Two polling unit cops slain

Two polling unit cops slain

Roadside bomb mars Senate race in South

Narathiwat: Two policemen were killed and three others wounded by an explosion while on the way to provide security for a polling unit in Rueso district yesterday morning.

The incident occurred shortly before 8am as five policemen were travelling in a pickup truck to the polling unit in Ban Sue Roh for the Senate election in tambon Riang of Rueso district.

The explosion wounded Pol Cpl Trairong Denduang, Pol L/Cpl Nanpong Lertla, Pol Cpl Jakkawad Kongyu, Pol L/Cpl Prapan Ritponpan and Pol L/Cpl Kittisak Buama.

Pol Cpl Trairong and Pol L/Cpl Nanpong were critically injured and died later in hospital.

The wounded officers were airlifted from the local hospital to Yala Regional Hospital.

The officers involved in the incident were part of a 16-strong mobile security unit comprising two pickup trucks, a car and one motorcycle. They had been sent to patrol the Senate polling station in the violence-prone area.

According to investigators, the bomb was packed in a 50 kilogramme cooking gas cylinder and planted on the road to the polling unit. It was activated by attackers as the police vehicles drove by.

The blast toppled one of the pickup trucks carrying five officers, overturning the vehicle and scattering debris from the explosion for 30 metres. It left a crater about one metre deep and two metres wide in the road.

Police said a long detonation chord was attached to the bomb and detonated by an unknown group of attackers believed to be hiding in a roadside bush.

Pol Lt Col Ekkapol Leknok, chief of the Special Unit 30 in Narathiwat who supervises the security team, said intelligence reports indicated that Humsan Useng, a key member of a local separatist group, had stolen two empty gas cylinders in the area on Saturday.

He said police investigators believe Mr Humsan is connected to the attack and are attempting to track him down for questioning. 

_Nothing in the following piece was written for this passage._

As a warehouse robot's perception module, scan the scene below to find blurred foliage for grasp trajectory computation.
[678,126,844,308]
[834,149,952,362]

Pratheep Wuthirattanakowit, chairman of the election committee in Narathiwat, said the attack did not interrupt voting at Ban Sue Roh, which ran as scheduled.

A new security team with extra personnel was deployed at Ban Sue Roh polling station after the attack, but the number of security officers at other polling units in nearby villages remained the same.

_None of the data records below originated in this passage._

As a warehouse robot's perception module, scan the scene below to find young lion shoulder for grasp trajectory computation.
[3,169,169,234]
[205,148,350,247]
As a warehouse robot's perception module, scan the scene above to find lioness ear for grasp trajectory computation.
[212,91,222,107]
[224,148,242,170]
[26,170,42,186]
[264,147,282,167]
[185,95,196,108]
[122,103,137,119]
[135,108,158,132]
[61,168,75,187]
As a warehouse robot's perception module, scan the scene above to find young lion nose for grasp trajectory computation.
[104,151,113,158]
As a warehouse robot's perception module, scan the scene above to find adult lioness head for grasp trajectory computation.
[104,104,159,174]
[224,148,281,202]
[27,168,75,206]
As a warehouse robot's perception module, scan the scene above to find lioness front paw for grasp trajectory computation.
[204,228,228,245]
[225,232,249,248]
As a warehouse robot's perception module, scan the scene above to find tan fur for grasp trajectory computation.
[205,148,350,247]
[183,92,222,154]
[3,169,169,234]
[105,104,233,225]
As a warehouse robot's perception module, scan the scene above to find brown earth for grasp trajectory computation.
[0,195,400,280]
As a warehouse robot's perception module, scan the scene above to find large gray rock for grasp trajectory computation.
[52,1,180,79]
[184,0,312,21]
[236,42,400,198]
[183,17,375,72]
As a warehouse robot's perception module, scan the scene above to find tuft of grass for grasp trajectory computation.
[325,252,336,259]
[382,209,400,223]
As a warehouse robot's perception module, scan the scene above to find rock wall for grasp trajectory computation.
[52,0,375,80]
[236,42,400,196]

The chairman said the average number of security personnel guarding polling stations in Narathiwat was higher than in other border provinces on Sunday.

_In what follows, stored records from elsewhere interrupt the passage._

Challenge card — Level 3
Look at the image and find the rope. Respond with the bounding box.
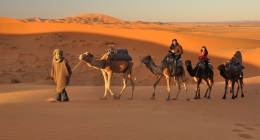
[72,60,82,71]
[134,62,143,80]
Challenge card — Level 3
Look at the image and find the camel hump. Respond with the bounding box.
[107,48,132,61]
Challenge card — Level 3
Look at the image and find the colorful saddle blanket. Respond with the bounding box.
[106,48,132,61]
[196,61,213,69]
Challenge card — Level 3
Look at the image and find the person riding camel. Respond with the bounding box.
[198,46,210,75]
[230,51,242,77]
[51,49,72,102]
[169,39,183,76]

But Mr Pratheep said that voting in the Senate election in Narathiwat got off to a slow start, adding that voter turnout in the province would probably be less than 50%.

Narathiwat resident Buathong Boonraksak said she went to vote despite knowing little about the role of senators and what they actually do. She said she had merely wanted to exercise her democratic rights.